Bitcoin price has been facing a period of intense volatility since it fell from a high of $ 52,950 on September 7 to a low of $ 42,800 just two hours later. BTC continued to fall at the start of the new week as a lack of bullish momentum hit a new low near $ 44,000.
Source: TradingView
After closing the week below the major 50-day and 200-day moving averages, it seems increasingly less likely that the crypto king will recapture them anytime soon.
For the analyst Michaël van de Poppe, these two moving averages form a golden cross. However, there is “no guarantee” that the price will rise.
“I think we’re going to peak this cycle … next year, roughly April through May.”
Meanwhile, $ 44,000 and $ 47,000 are forming new levels of support and resistance to watch BTC price action.
For the retailer Rekt Capital, $ 44,000 is just as important and forms the lower limit of the “demand zone” among buyers.
“BTC’s recent weekly close is technically not bad as it happened over the orange demand zone. However, BTC is now going deeper into this area. However, the demand zone has not been lost. As long as it lasts, BTC won’t slide down to $ 40,000. “
Source: Rekt Capital / Twitter
There is no doubt that short positions – traders betting on the downside – have prevailed since the $ 3.54 billion long Bitcoin futures position liquidated on Sept. 7.
Yesterday, Bitcoin magazine reported that MicroStrategy bought more than 5,050 bitcoins at an average price of $ 48,099, but that news wasn’t enough to restore confidence and the BTC price is still hovering at $ 45,000.
While the market is not yet feeling the effects of the short position, regulatory concerns weigh on the markets as the US Treasury Department discussed possible regulation for private stablecoins, Cointelegraph reported. Reuters report of September 10th.
Regulators’ particular interest in the stablecoin has increased as its valuation climbs from $ 37 billion in January to $ 125 billion today.

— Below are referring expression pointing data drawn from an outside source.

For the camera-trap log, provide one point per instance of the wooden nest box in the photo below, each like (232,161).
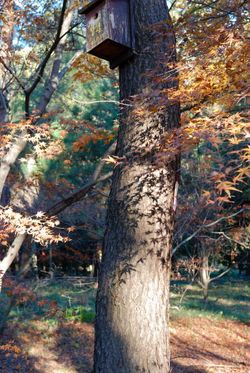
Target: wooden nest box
(109,31)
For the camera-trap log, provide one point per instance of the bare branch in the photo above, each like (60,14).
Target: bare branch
(51,50)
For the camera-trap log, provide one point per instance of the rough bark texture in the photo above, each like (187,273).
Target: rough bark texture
(132,302)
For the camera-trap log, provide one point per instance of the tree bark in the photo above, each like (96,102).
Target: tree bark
(132,332)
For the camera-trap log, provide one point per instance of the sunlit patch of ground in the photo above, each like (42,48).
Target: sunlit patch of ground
(199,345)
(203,345)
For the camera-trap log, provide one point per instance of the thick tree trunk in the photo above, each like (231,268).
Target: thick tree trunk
(132,302)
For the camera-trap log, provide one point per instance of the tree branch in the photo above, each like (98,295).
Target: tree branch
(51,50)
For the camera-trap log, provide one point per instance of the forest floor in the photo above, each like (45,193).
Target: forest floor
(200,342)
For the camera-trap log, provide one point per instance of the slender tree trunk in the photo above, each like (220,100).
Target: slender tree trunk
(132,332)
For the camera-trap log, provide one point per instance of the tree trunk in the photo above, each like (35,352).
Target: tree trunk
(132,332)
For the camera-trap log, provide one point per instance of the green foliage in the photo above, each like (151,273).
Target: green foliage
(228,299)
(80,313)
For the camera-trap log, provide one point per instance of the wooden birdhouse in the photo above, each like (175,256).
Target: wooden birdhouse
(109,30)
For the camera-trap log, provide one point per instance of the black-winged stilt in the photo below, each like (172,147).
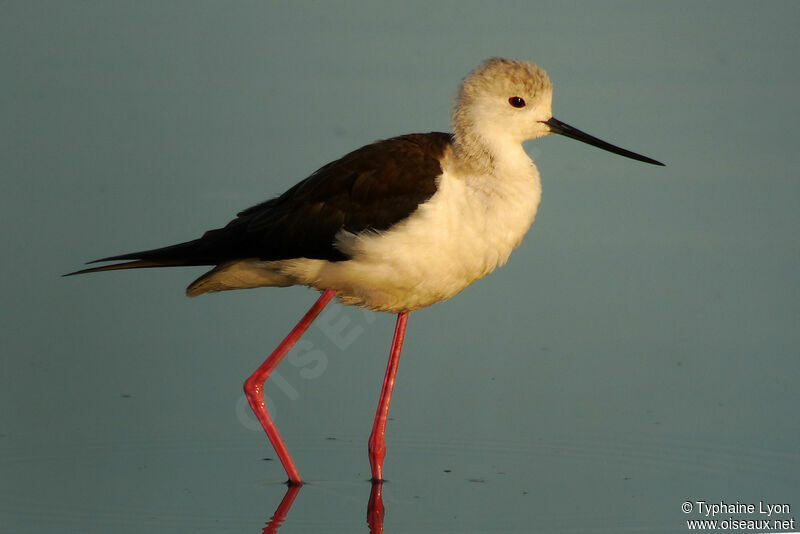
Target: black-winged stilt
(393,226)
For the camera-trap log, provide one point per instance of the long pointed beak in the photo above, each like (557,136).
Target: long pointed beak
(556,126)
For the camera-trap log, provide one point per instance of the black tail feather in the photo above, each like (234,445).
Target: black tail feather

In addition, both Visa and Mastercard expressed their interest in solutions related to stablecoin.
Regardless of the reasons for the current price weakness, derivative contracts have been showing bullish sentiment since August.

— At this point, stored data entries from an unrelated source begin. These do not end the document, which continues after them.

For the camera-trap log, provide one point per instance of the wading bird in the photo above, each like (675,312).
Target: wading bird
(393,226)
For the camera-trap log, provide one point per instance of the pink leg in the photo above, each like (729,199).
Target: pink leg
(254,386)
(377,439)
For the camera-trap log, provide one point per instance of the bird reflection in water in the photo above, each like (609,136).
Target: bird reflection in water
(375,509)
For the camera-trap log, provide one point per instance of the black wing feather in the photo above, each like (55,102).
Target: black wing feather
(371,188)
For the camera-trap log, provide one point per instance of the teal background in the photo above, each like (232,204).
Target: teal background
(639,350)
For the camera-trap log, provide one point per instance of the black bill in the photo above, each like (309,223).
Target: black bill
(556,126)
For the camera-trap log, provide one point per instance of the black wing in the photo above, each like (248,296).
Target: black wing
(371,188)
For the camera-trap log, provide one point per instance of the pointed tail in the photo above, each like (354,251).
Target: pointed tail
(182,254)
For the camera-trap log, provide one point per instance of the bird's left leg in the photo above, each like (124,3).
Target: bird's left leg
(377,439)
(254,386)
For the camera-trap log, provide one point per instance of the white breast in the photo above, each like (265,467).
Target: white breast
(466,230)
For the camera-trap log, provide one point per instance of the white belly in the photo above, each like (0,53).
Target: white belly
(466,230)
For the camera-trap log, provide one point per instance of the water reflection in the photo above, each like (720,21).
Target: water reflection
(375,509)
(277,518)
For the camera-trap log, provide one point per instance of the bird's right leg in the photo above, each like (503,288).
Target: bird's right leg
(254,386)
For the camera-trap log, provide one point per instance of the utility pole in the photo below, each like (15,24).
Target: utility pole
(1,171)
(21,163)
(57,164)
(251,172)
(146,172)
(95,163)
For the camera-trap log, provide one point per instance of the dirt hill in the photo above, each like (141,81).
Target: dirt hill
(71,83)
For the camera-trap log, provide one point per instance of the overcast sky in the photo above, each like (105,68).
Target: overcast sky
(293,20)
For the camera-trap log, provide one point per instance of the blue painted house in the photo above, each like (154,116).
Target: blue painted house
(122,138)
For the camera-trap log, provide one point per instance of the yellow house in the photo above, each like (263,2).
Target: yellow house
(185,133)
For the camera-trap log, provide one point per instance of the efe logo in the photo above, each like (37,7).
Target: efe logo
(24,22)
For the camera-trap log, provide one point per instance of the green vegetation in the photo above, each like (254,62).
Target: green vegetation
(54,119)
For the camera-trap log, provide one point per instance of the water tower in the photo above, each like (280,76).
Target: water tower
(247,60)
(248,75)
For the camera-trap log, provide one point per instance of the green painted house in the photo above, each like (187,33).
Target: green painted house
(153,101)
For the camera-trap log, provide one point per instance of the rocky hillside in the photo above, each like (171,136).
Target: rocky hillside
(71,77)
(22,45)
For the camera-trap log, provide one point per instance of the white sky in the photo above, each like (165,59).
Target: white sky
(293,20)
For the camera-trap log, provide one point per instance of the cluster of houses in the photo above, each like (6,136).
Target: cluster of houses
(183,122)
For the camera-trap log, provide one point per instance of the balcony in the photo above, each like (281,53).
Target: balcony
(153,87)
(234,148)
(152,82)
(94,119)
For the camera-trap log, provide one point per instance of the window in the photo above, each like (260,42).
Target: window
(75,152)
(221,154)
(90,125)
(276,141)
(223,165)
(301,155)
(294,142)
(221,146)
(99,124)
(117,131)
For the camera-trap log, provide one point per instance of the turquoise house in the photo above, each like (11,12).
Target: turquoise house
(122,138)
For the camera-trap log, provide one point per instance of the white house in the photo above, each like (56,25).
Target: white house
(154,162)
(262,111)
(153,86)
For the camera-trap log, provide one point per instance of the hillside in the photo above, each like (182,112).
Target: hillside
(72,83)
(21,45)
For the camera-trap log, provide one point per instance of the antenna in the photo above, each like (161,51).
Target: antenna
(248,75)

Quarterly Bitcoin futures contracts are the preferred instrument for whales and arbitrageurs as they have the significant advantage of less volatile funding rates. However, these can seem complicated to retailers due to their billing dates and price differences compared to the spot market.
When traders opt for open-ended contracts (reverse swaps), the derivatives exchanges charge a fee every eight hours, depending on which side is using more leverage. Meanwhile, contracts that expire on a fixed date are usually traded at a premium from regular spot exchanges to make up for late payments.
Source: Laevitas
In healthy markets, the annual premiums are usually between 5 and 15% as the money trapped in these policies can be used for loans. This situation is known as contango and occurs with almost every derivative.
However, this indicator gradually decreases or goes negative during bear markets, causing backwardation.
The graph above shows that the premium (base rate) rose over 8% on August 7th and has maintained this moderately bullish trend since then. As a result, the data is exceptionally healthy and shows little indecision, even though Bitcoin has tested below $ 44,000 twice in the past 15 days.
The liquidation of 3.54 billion
Source: Bybt
The current $ 14.8 billion figure is 23% above the June and July average of $ 12 billion, contradicting speculation that Bitcoin’s volatility or fears of an imminent bearish event have hit traders badly and badly were reluctant to take up a position.
There is no doubt, at least according to the futures market, that investors are neutral on the upside despite the recent price correction. Of course, traders should keep an eye on key resistance levels, but $ 44,000 has held up so far.